Why today's humanoids won't learn dexterity
Role of touch in dexterity
- Debate over whether fine touch is strictly necessary: some argue many tasks (grabbing a glass with gloves, teleoperated manipulators, “claw machines”) can be done mainly with vision and crude feedback.
- Others counter that humans still have substantial tactile/pressure feedback even through gloves and that many tasks (threading a nut, using a screwdriver, lighting a match, opening doors with tricky locks) really do depend on rich, fast touch cues.
- Several note touch may be especially crucial for learning a skill, even if once mastered it can be partly run “open loop” with expectations and prediction.
Learning, data, and simulation
- Some see no fundamental barrier: robotics can be trained with massive synthetic data and modern physics simulators; control networks can run at hundreds of Hz, far faster than human feedback loops.
- Others report that, in practice, high-fidelity sim‑to‑real for contact-rich manipulation is still very hard: modeling friction, deformation, brittleness, and variability of real objects is more difficult than just collecting real data.
- Discussion of “bitter lesson”: big models plus huge diverse data versus carefully engineered representations. Several argue robotics has not yet had its GPT‑scale investment or datasets, so it’s premature to claim limits.
Sensors, actuation, and hardware limits
- Agreement that human hands massively outperform current robot hands in sensor density, variety (pressure, vibration, stretch, temperature), robustness, and self-protection. Cheap, thin, durable, high‑resolution tactile “skin” is still missing.
- Some suggest using accelerometers and motor current as proxy force cues, but others point out this is still far from thousands of mechanoreceptors per hand.
- Muscles vs motors: muscles have superb torque, bandwidth, and paired antagonistic control; motors win on endurance and precision but struggle with impact resistance, torque density for small joints, and multi‑DOF joints.
Economics and scope of humanoid robots
- Strong theme: economics, not just capability, constrains progress. General humanoids must compete with specialized, already-profitable single‑task robots and redesigned “lights‑out” factories.
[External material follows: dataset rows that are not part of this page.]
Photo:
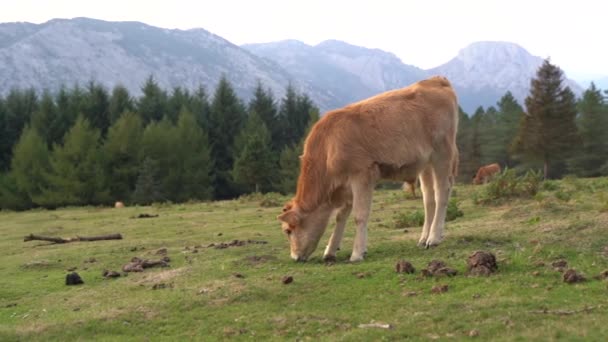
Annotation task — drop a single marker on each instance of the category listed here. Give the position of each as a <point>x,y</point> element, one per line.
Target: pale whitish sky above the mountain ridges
<point>424,33</point>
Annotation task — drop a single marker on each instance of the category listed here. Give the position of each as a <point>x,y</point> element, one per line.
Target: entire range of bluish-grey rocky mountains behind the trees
<point>333,73</point>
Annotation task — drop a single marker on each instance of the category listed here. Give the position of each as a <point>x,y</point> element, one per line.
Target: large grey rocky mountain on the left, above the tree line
<point>65,52</point>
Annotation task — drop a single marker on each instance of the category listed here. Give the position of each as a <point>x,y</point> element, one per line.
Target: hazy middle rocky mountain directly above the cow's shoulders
<point>347,73</point>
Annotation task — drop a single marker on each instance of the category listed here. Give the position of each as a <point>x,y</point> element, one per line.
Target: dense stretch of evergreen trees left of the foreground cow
<point>89,146</point>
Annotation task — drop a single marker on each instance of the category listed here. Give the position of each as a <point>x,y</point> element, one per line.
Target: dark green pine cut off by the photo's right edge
<point>593,123</point>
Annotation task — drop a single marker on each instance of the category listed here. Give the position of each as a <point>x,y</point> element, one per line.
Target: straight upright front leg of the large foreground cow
<point>362,202</point>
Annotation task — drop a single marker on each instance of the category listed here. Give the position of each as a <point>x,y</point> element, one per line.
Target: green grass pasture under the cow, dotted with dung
<point>203,300</point>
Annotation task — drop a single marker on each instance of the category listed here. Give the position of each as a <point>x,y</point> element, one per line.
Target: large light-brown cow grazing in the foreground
<point>399,135</point>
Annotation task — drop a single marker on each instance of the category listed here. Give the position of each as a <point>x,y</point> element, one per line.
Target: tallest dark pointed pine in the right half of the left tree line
<point>225,122</point>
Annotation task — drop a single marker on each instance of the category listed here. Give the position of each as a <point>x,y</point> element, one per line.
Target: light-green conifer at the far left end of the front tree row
<point>30,164</point>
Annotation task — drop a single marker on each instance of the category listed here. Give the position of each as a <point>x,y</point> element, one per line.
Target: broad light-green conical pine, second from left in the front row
<point>76,173</point>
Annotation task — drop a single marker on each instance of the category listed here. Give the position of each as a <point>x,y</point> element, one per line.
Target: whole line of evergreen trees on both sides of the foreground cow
<point>91,146</point>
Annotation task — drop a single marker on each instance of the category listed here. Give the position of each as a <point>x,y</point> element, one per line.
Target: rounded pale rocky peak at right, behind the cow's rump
<point>484,71</point>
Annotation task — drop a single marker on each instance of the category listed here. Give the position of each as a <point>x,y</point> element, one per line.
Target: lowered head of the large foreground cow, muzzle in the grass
<point>303,230</point>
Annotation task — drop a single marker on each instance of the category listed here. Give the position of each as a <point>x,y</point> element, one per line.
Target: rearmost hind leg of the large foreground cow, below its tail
<point>442,176</point>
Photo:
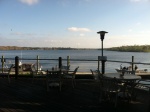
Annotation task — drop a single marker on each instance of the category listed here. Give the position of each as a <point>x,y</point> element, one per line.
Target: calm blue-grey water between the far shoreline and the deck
<point>79,54</point>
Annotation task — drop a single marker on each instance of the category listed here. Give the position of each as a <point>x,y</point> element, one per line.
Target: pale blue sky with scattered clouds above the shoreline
<point>74,23</point>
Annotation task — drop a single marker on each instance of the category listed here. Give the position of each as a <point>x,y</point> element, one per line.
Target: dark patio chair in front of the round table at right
<point>109,90</point>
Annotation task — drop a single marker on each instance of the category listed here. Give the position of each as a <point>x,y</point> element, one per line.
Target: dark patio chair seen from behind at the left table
<point>54,79</point>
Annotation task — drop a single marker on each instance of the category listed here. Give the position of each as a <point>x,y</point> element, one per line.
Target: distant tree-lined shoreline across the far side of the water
<point>135,48</point>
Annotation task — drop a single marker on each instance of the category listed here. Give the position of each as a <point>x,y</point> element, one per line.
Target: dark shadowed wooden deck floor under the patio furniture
<point>23,95</point>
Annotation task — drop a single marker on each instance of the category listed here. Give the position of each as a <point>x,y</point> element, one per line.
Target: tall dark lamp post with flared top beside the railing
<point>103,59</point>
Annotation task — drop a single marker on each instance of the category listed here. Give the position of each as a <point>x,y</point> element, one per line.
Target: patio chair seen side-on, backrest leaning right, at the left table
<point>71,75</point>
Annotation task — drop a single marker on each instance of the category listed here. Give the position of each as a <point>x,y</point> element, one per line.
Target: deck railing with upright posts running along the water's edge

- Some argue a modest, non‑fully‑dexterous robot that can reliably pick boxes or stock shelves would already be hugely valuable; others note that even basic box handling in unstructured warehouses remains hard.
Environment redesign vs universal dexterous robot
- One camp expects environments, tools, and products to be standardized for robots (special handles, labeled boxes, robot‑friendly kitchens) rather than robots reaching human‑level dexterity.
- Critics reply that you can’t retrofit the entire messy legacy world (old buildings, infrastructure, repairs), so truly general workers must cope with human-designed artifacts—or remain confined to tightly controlled spaces.
Wheels, morphology, and locomotion
- Many agree wheels are cheaper, more robust, and easier to control than bipedal legs, but others emphasize the real world is full of stairs, curbs, and rough terrain where legs still shine.
- Broader point: insisting on strict human shape may be a mistake; more practical “animal-like” or hybrid forms (multiple legs, extra arms, wheeled‑leg hybrids) could win in real deployments.
Human vs artificial complexity
- Several comments stress how staggeringly capable biological systems are: dense multi‑modal sensing, self‑repair, plasticity, and the evolutionary “training” behind them.
- Some doubt we’ll ever fully match human general dexterity; others think it’s only a matter of scaling models, sensors, and compute, but acknowledge we’re many orders of magnitude away in data and investment.
Critiques of the article’s framing
- A few readers argue Brooks underplays the role of representation learning (e.g., in vision, where raw pixels are used) and overstates the need for hand‑engineered front-ends.
- One points out his description of speech recognition as still reliant on heavy handcrafted preprocessing is dated: modern systems often train much closer to raw waveforms.
- Others think he downplays the learning/control side (how robots will be trained on new tasks in new settings) in favor of focusing on sensors and mechanics.